The chickens consist of Chanticleer and his wives (I know, I know . . . that name is a profound failure of originality). They are a strangely homogenous harem, and while each hen has a name of her own we do often go about referring to them as simply "the chickens." Daphne and Ada are about ten years old now, and are plump, serene australorps and FarmWife's favorites. Blueberry, Raspberry, and Feather are the Americaunas—nervous, suspicious, and poor layers.* What eggs they do lay, however, are terribly pretty. The other chickens—Viola and Victoria—are indistinguishable from one another. They are Rhode Island Reds, and I simply can't imagine how they managed to get all the way over here from there.
The husband chicken is a chivalrous gentleman with some muleness about him: when snacks are thrown to the flock, he clucks to his wives and draws them 'round, then stands with noble countenance and majestic bearing while they dine. He has not a bite for himself—in fact, if he does deign to lift a morsel in his beak it is only to redistribute the wealth in the direction of a less aggressive hen.
FarmWife reports that she is going to have a few new layers in the spring, including three for the children to pamper. This will mean more poultry underfoot, as they tend to come into my paddock to sort the manure. A baffling practice! They enjoy sorting my manure slightly less than they enjoy sorting the goats', which I find offensive. If you are the sort of creature who likes sticking your snout in poo, why not choose the best? (FarmWife says it is because the goats leave undigested seeds behind. Being voluptuous, I don't get nearly as many seeds as they!)
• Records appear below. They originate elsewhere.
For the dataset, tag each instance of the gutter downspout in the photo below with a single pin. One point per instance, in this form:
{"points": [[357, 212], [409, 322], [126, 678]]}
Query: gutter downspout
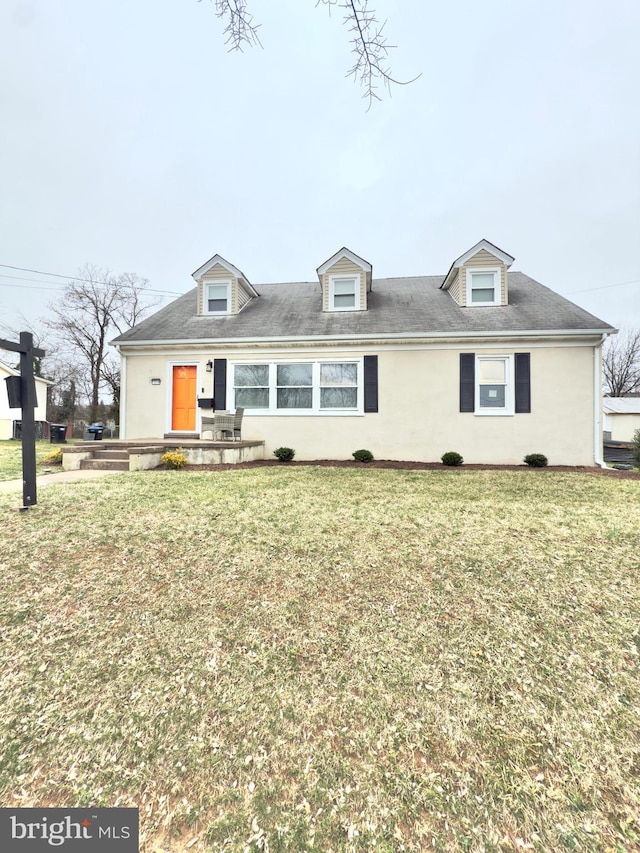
{"points": [[597, 404], [123, 394]]}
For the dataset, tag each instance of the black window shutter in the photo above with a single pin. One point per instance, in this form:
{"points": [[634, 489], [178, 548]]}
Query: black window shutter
{"points": [[467, 381], [523, 382], [220, 383], [371, 383]]}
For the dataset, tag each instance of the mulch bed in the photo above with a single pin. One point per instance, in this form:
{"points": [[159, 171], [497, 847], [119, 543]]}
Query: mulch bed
{"points": [[417, 466]]}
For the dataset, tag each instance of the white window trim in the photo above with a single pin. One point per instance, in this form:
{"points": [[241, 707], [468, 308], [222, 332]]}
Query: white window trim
{"points": [[205, 297], [333, 279], [509, 391], [497, 286], [315, 410]]}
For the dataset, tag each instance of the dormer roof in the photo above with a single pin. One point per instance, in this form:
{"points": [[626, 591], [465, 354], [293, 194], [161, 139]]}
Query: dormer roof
{"points": [[351, 256], [233, 270], [485, 245]]}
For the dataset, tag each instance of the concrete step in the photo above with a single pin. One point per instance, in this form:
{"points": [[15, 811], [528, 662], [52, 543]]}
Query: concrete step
{"points": [[104, 464], [110, 454]]}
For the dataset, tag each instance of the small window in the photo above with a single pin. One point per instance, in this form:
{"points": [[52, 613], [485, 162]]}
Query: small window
{"points": [[483, 287], [494, 385], [344, 294], [338, 386], [216, 298], [294, 384]]}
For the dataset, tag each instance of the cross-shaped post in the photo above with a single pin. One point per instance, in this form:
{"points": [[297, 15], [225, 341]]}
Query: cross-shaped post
{"points": [[28, 405]]}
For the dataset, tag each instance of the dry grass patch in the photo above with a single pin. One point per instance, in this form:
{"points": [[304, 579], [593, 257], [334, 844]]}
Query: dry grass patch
{"points": [[329, 660]]}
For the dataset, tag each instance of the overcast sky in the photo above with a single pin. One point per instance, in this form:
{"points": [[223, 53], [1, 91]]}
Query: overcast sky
{"points": [[132, 140]]}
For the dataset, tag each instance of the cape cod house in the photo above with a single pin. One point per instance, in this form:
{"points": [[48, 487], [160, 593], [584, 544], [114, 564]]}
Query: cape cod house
{"points": [[482, 360]]}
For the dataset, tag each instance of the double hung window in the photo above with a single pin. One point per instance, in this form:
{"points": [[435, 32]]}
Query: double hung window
{"points": [[483, 287], [216, 298], [344, 293], [494, 385]]}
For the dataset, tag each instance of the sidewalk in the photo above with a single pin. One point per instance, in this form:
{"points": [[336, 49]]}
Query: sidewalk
{"points": [[56, 478]]}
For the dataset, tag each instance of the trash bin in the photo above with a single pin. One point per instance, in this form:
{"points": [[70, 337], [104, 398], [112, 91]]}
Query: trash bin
{"points": [[58, 433], [94, 432]]}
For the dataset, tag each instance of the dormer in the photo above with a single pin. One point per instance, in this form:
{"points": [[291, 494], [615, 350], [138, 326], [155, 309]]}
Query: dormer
{"points": [[345, 279], [479, 277], [222, 288]]}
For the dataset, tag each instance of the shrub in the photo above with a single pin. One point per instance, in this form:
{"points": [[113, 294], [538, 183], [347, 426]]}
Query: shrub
{"points": [[536, 460], [451, 458], [174, 459], [635, 448], [53, 458], [284, 454]]}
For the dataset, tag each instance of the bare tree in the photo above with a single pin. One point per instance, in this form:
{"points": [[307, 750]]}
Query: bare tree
{"points": [[621, 363], [94, 306], [368, 40]]}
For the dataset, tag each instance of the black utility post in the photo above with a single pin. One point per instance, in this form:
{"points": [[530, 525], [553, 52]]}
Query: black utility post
{"points": [[27, 398]]}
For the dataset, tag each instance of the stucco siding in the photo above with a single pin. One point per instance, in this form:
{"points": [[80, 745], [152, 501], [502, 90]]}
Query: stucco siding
{"points": [[418, 417], [622, 426]]}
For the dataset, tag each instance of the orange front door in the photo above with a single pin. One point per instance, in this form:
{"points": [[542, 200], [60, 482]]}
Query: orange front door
{"points": [[183, 407]]}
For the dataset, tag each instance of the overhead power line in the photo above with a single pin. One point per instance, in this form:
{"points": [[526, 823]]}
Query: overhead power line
{"points": [[69, 278]]}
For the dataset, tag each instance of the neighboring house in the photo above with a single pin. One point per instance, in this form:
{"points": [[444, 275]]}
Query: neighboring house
{"points": [[621, 417], [9, 416], [483, 361]]}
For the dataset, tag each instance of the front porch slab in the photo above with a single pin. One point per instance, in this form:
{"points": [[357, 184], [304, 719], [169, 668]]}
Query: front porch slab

A random factoid: My human aunt Erin clicker-trained my chickens and now they jump on command in exchange for peanuts. My human aunt Erin also spent Christmas playing with baby tigers—not like mine**, who stay little, but the kind that grow big enough to eat mules. I am not sure what to think about that.
Tomorrow, we will talk about Clover. She is the next smallest family member.
* I was once under the impression that the FarmChildren removed eggs daily in order to spare the chickens the pain of burying their malformed, aborted young. It turns out that the humans remove them in order to dine upon their contents, which strikes me as a million times more revolting.
** My little tigers are next in line after Clover for a biographical blog post. Patience!